L’ala Cosenza è un progetto veramente entusiasmante. Devo dire che la mia posizione sarebbe stata per il ripensamento di quello spazio; cosa che presupponeva la demolizione, parola quest’ultima che suona radicale e catastrofica ma a volte appare più catastrofico il destino di edifici che non riescono a uscire dal buio nel quale sono precipitati. Troppo facile demolire e basta, quel gesto è la creazione dello spazio per un nuovo progetto. Comunque non sarà così, e la questione è altrettanto interessante e complessa; procederemo infatti con un progetto di recupero ma non un restauro filologico – che ormai è impossibile perché il progetto originario è stato nel tempo compromesso dai tentativi di intervento che si sono succeduti. L’idea è quella di un edificio che funzioni in sintonia con il corpo principale progettato da Cesare Bazzani, le cui funzioni siano strettamente connesse alla Galleria e non necessariamente solo espositive.
Quando sarà pronta la nuova ala Cosenza?
Spero tra tre anni. Ma sono sempre molto ottimista. Abbiamo un finanziamento importante che è una grande responsabilità e che si configura come una grande imperdibile opportunità. I fondi sono già stanziati: 15 milioni immediatamente disponibili quindi è molto importante fare il prima possibile per riuscire ad utilizzarli davvero per tradurre un progetto in qualcosa che funzioni.
Il progetto di recupero dell’ala Cosenza verrà seguito sempre dagli architetti del Ministero?
In questa fase iniziale ci sarà un gruppo interno, cosa fondamentale per me e per le persone che lavorano in Galleria, per la qualità e le competenze storiche e amministrative che esprimono. Non escludo la possibilità di chiamare qualcuno dall’esterno, ma per ora è prematuro parlarne.
E questo sarebbe in linea con il Suo approccio. In fondo, Lei qui sta portando avanti una piccola rivoluzione. Roma è una piazza difficile che vive un isolamento rispetto al circuito internazionale dei grandi istituti museali. Ha un progetto per migliorare questa condizione?

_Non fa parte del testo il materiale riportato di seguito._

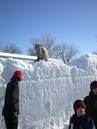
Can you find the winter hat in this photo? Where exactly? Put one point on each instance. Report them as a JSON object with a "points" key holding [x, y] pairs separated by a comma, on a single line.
{"points": [[18, 74], [93, 85], [79, 103]]}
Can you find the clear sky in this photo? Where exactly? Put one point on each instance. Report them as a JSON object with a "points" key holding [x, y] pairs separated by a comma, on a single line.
{"points": [[71, 21]]}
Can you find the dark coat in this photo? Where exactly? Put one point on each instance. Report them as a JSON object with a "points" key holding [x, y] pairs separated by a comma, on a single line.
{"points": [[83, 122], [91, 104], [11, 104]]}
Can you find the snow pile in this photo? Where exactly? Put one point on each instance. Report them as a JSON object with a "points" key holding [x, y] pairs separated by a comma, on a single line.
{"points": [[48, 89]]}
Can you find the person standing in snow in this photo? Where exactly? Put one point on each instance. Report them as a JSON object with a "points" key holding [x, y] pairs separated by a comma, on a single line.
{"points": [[11, 104], [80, 120], [41, 52], [91, 102]]}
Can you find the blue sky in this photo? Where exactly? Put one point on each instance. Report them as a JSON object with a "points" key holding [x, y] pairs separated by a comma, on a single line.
{"points": [[71, 21]]}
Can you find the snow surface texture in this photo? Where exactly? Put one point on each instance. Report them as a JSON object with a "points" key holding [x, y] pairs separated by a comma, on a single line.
{"points": [[48, 89]]}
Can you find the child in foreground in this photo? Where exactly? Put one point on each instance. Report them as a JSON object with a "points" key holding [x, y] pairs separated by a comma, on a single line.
{"points": [[80, 120]]}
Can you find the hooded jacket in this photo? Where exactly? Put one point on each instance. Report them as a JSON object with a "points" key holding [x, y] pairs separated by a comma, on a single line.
{"points": [[11, 103], [91, 104]]}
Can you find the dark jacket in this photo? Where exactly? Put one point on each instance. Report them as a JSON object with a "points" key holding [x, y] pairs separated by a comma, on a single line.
{"points": [[91, 104], [11, 104], [83, 122]]}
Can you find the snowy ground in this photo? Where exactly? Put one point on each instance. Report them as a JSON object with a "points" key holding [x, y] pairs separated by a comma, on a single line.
{"points": [[48, 89]]}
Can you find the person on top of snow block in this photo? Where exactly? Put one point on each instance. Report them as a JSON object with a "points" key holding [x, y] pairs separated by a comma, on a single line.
{"points": [[80, 120], [41, 52], [11, 104], [91, 102]]}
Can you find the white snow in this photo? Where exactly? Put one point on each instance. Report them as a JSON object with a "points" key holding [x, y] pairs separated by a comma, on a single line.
{"points": [[48, 89]]}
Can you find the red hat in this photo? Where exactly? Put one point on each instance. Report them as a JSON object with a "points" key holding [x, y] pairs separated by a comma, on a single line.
{"points": [[93, 85], [79, 103], [18, 74]]}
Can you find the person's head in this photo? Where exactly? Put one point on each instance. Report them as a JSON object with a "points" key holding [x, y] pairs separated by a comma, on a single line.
{"points": [[79, 108], [17, 75], [93, 87]]}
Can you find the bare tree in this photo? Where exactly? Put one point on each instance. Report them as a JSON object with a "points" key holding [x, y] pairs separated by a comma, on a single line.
{"points": [[10, 48], [64, 51]]}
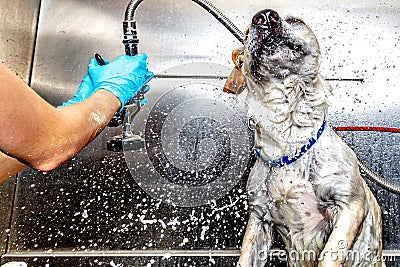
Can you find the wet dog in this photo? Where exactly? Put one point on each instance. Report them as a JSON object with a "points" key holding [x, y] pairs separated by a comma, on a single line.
{"points": [[305, 183]]}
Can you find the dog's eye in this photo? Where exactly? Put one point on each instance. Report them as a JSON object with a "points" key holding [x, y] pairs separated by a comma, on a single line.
{"points": [[266, 17]]}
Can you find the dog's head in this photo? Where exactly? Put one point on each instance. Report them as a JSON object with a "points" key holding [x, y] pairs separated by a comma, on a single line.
{"points": [[274, 48]]}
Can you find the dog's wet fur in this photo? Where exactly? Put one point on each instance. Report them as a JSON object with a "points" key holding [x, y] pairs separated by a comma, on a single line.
{"points": [[319, 204]]}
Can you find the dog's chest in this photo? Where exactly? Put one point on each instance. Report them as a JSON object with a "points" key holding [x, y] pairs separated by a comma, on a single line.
{"points": [[291, 202]]}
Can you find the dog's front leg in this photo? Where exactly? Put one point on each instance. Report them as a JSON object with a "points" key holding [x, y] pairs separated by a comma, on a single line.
{"points": [[256, 243], [343, 235]]}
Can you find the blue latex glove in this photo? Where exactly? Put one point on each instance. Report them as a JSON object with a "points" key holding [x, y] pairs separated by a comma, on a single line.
{"points": [[123, 77], [87, 88]]}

Non credo che ci si debba sempre porre in questa prospettiva come se ci fosse sempre di meglio altrove. Io faccio il meglio che posso dove mi trovo, dico sempre infatti che dove mi trovo è il centro del mondo. E nel caso di Roma, ça va sans dire. Secondo me quello che si fa ad una certa quota ti rimette comunque dentro un circuito che si modifica e si trasforma continuamente e che ti obbliga a stare al passo, a quel punto è meglio che il passo lo faccia e lo scandisca tu.
Quali sono le Sue aspettative per la Galleria?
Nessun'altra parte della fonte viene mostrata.